When I began my private surgical practice in El Dorado, I was sharing office space with Bubba, even though his practice was family medicine. Initially he assisted me in the operating room until I became familiar with the other surgeons in town and could confidently ask them to assist. I was not doing many procedures the first year, but I was sure grateful to have him in the OR. He had assisted Pop for about 12 years prior to my arrival, so he was very familiar with good surgical technique. This was when I learned that Bubba wanted to become a general surgeon, but by the time he completed his obligation of 2 years in the US Air Force, he and La Nell had 2 children (Lydia and Andy). They believed they could not afford the huge expense of an additional 4 years of training at a medical center.
I have previously written about the spiritual conversion Cathy and I experienced when we attended the Bill Gothard seminar in Dallas in August, 1977. We had been married for 12 years and had been living in El Dorado for over 6 years. God transformed us and made us new as promised in His Word (II Cor. 5:17).
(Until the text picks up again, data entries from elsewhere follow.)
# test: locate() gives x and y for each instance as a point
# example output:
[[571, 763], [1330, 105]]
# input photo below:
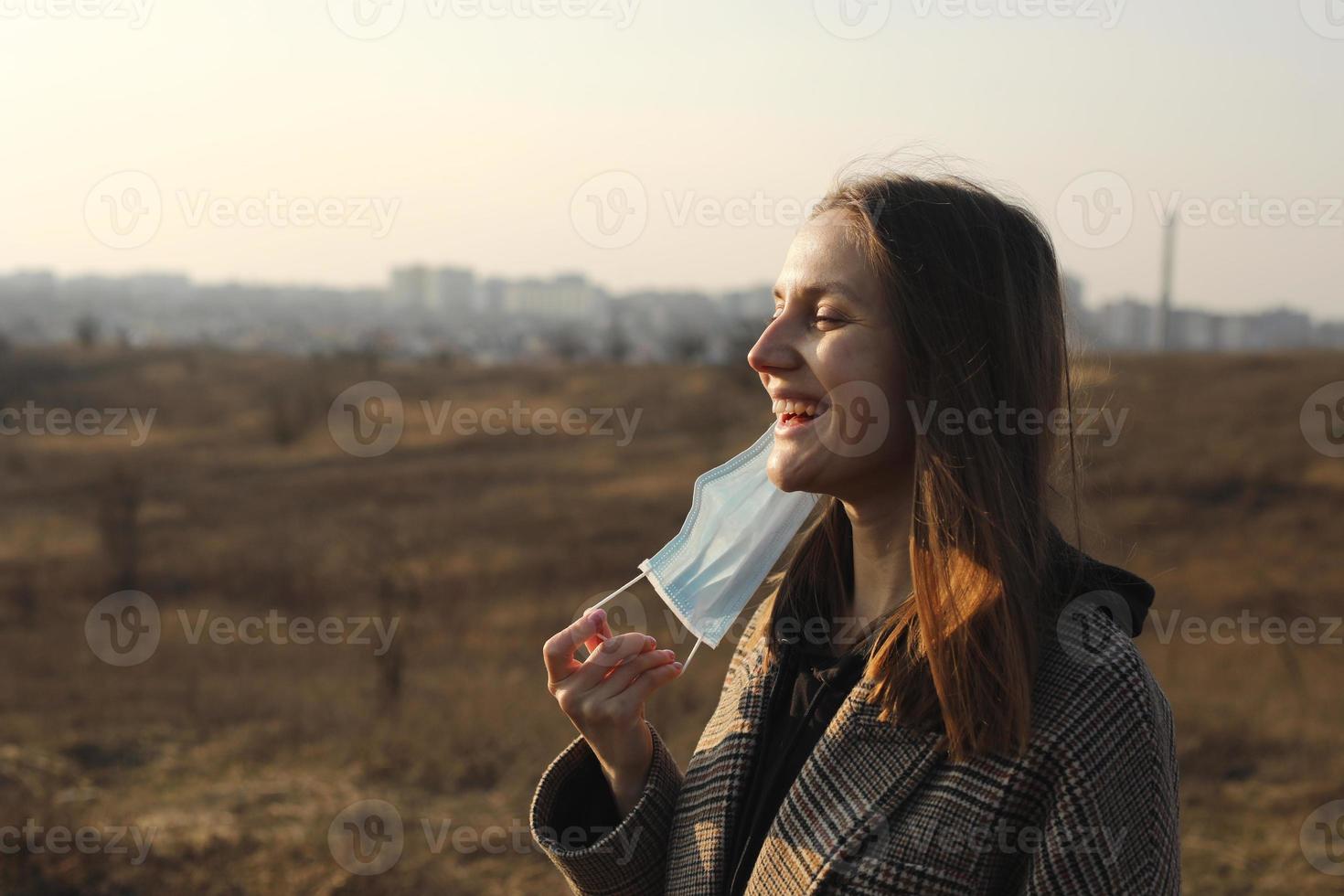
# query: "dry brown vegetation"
[[240, 503]]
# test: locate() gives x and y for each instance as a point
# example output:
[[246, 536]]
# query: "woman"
[[968, 719]]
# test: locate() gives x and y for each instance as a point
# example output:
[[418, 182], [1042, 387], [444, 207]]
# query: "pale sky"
[[474, 131]]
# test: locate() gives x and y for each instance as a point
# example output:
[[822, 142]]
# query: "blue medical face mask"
[[738, 527]]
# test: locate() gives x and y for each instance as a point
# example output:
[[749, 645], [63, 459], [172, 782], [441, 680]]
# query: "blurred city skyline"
[[499, 133]]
Bubba was one of the first to know about the change, and he began slowly to mentor me, not as a doctor who happened to be a Christian, but as a Christian who happened to be a surgeon.
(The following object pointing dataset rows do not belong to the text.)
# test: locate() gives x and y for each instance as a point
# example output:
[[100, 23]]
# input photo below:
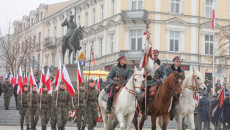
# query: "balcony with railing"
[[134, 15]]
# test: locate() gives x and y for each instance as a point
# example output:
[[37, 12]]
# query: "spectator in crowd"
[[225, 84]]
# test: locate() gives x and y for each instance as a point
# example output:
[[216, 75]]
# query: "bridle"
[[195, 86]]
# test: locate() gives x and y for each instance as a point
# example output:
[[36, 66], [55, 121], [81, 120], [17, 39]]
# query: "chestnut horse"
[[159, 105]]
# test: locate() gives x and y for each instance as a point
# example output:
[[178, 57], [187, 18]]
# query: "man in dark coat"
[[119, 72], [226, 112], [203, 110], [216, 115]]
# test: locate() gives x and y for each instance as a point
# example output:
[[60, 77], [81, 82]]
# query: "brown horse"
[[159, 105]]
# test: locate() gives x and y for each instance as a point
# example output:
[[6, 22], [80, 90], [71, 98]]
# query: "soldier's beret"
[[91, 80], [177, 58], [155, 52], [121, 57]]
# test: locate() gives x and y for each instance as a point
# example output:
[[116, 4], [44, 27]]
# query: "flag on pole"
[[79, 78], [58, 76], [20, 85], [213, 15], [48, 81], [92, 55], [66, 79]]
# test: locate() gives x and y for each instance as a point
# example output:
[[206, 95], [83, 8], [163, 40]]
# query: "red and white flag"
[[32, 79], [48, 81], [79, 78], [213, 15], [58, 76], [66, 79], [20, 85], [42, 81]]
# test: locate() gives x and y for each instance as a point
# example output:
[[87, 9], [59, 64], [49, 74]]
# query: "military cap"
[[121, 57], [155, 52], [177, 58], [91, 80]]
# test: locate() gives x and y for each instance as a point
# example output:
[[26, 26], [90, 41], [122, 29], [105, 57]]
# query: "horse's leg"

One day while assisting me in the OR, Bubba asked, “Do you know how a wound is held together and heals following placement of sutures?” He was always very precise in his approach to life and medicine, and I thought he was quizzing me on the exact physiology of wound healing to see if I remembered what we had been taught in medical school. I began by saying that with the injury there is coagulation of platelets in blood at the wound edges which leads to the formation of fibrin—. He interrupted by saying, “You are giving the scientific explanation, but God gave us the Biblical explanation of wound healing.” I said, ” alright; you have my attention.” He said the wound healing passage is in Colossians, chapter 1, verses 16 and 17. He continued, “It says that the Lord Jesus created all things in heaven and earth, visible and invisible including principalities, powers, kings and queens. It further says all things are under His control and by Him all things consist.” Bubba stopped and asked, “Do you know the definition of the word consist? It means “held together.” Jesus is the One that holds all the universe together and keeps it from falling apart. That includes the edges of this surgical wound you have just caused. Jesus, Himself will be holding this wound together! You can put the sutures in place; remove them in 7 days and assume all the invisible physiological processes have occurred, but if Jesus isn’t holding it together, it will break open.”
I have never forgotten Bubba’s explanation of that particular passage. Every time I counseled with a surgical patient before their procedure, I could confidently say I would be placing the sutures, but it would be Jesus that would hold the edges of their wound together and cause it to heal. As my preacher friend, Luther Price would say after explaining a particularly difficult Bible passage, “My, what a God!”